Владимир Петрович Смирнов был сын владельца водочного завода «Петр Смирнов и сын» у Чугунного моста в Москве. После своей смерти, отец его оставил наследство в 10 миллионов рублей, разделив его поровну между тремя сыновьями. Так Владимир Смирнов — стал миллионером.
Первым браком он был женат на сестре известной опереточной актрисы Никитиной (жене Блюменталь-Тамарина), а вторым — на опереточной примадонне Валентине Пионтковской.
Когда я с ним познакомился, во время войны в Варшаве, от его миллионов уже почти ничего не осталось. Ухлопал он их на постоянную помощь Блюменталь-Тамарину, на бриллианты по 40 каратов для Пионтковской, но, главным образом, на держание антреприз: «Оперетта Валентины Пионтковской», где все делал с широким купеческим размахом. Для примера опишу один такой спектакль.
За несколько лет до первой Великой войны была в С-Петербургском театре «Пассаж» оперетка Валентины Пионтковской. Но все хорошо знали, что антрепризу эту держала фактически не она, а ее муж В. Смирнов. Тогда он был еще с хорошими деньгами и потому бенефис своей жены, в который впервые шла в Петербурге новая оперетка Франца Легара «Ева» («Фабричная Работница»), решил обставить с большой «помпой».

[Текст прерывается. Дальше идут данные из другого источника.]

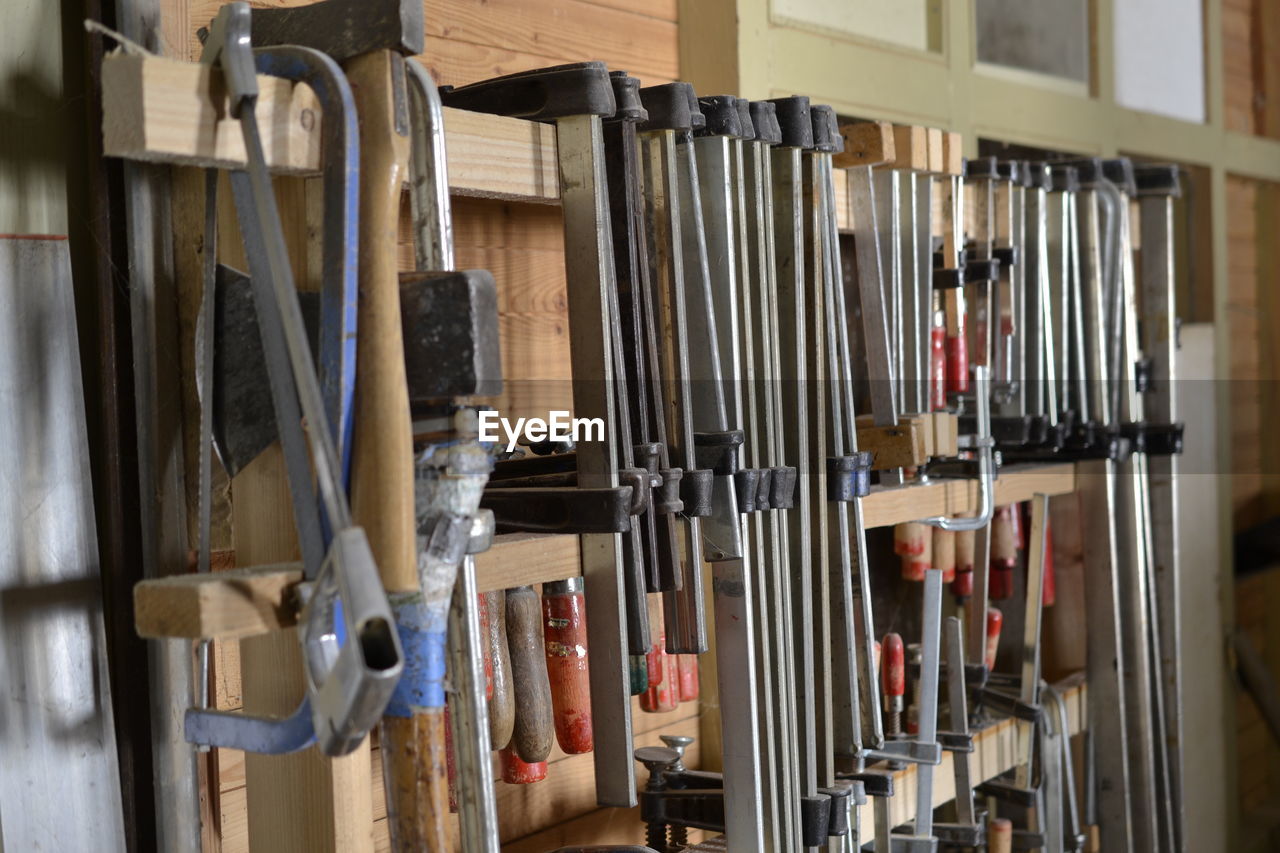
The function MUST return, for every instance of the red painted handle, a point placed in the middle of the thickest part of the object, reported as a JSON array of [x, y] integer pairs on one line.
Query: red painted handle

Для этой цели был выписан в Петербург из за границы Легар, который сам дирижировал в этот вечер своей опереткой. И, вызванный затем всем театром и артистами на сцену, получил в подношение от Пионтковской лиру из настоящего золота. А самой виновнице торжества была подведена от Смирнова не бутафорская, а живая, вся украшенная цветами, белая лошадь… Конечно, после спектакля, состоялся лукулловский ужин, на котором был Легар, почти вся труппа, пресса и много других приглашенных. Шампанское «лилось рекой».

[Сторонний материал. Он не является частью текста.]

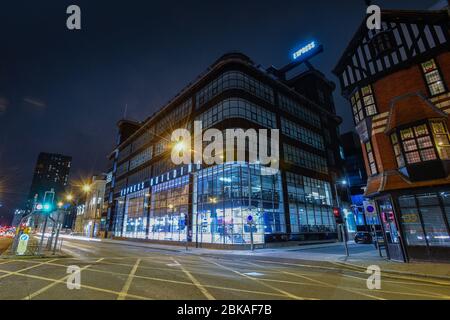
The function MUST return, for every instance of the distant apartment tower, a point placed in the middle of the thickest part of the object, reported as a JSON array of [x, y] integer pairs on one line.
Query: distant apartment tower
[[397, 80], [51, 172]]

Режиссировал спектакль Николай Северский, а партнером Пионтковской был Михаил Дальский. Он получил в подарок от Легара его фотографию с собственноручной надписью: «Моему лучшему Октаву от Франца Легара».

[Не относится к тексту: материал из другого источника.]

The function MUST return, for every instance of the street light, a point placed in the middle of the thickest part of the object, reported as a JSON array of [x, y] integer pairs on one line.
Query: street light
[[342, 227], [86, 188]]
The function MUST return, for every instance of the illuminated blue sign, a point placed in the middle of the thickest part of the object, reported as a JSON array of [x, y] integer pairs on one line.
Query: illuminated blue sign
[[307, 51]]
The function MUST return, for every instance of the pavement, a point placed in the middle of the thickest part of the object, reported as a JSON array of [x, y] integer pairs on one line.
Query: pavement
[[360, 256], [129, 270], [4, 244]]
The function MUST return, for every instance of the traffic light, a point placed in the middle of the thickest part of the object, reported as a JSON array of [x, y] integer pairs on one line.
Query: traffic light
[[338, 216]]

Владимир Смирнов был очень даровит: прекрасно пел романсы, хорошо играл и сам себе аккомпанировал на гитаре, что ему затем пригодилось в беженстве. Недурно писал стихи. Особенно он любил писать в стихах письма. Его поэзии у меня нет, но сохранилось ответное письмо быв. сотрудника «Нового Времени», интересного, остроумного собеседника, автора вдохновенных экспромтов, Кости Шумлевича, когда Смирнов написал ему в стихах письмо в Белград. Привожу ответ Шумлевича полностью:
Ну, скажу Тебе, старик:
Прямо ткнул меня в тупик.
И на кой Ты это прах
Пишешь мне письмо в стихах!
Ведь, теперь вслед за Тобою,
Той-же самою стопою,
Должен я напречь свой дар.
Кто-ж заплатит гонорар?
А писать стихи бесплатно
Это очень неприятно
И для этого я стар!..
Что сказать? Тружусь я рьяно —
Я к труду привык давно! —
А живу довольно пьяно,
Хоть напитки здесь дермо.
Пережевывая жвачку,
Тянешь «серпску коковачку»
И, мечтая о России,
Выпиваешь тьму «ракии».
Русской доброй водки нет,
Как изделия Смирнова,
Здесь Самсонов есть и Цвет,
Но, ведь, плохо все, что ново!
Все испортилось кругом,
Род людской, как-будто, вымер,
Так не будь-же сапогом,
Открывай завод, Владимир!
Приезжай-ка к нам, в Белград,
Здесь дела пойдут большие.
Буду счастлив от души я,
Алкогольный мой собрат!
А Пионтковской Валентине
Передай ты мой привет,
А с приветом и совет:
Нам, в житейской паутине,
Забывать друзей не след!
Я ее ценил всех выше
Из подлунных Валентин!
А она… Довольно! Тише!
Твой Шумлевич Константин.
В Софии Пионтковская сошлась с Польским посланником в Болгарии (быв. раньше в Константинополе) Борановским и разошлась со Смирновым. Это главным образом и побудило его продать завод и уехать в Францию, где он вскоре, в Ницце, женился на писательнице и поэтессе Т. А. Макшевой.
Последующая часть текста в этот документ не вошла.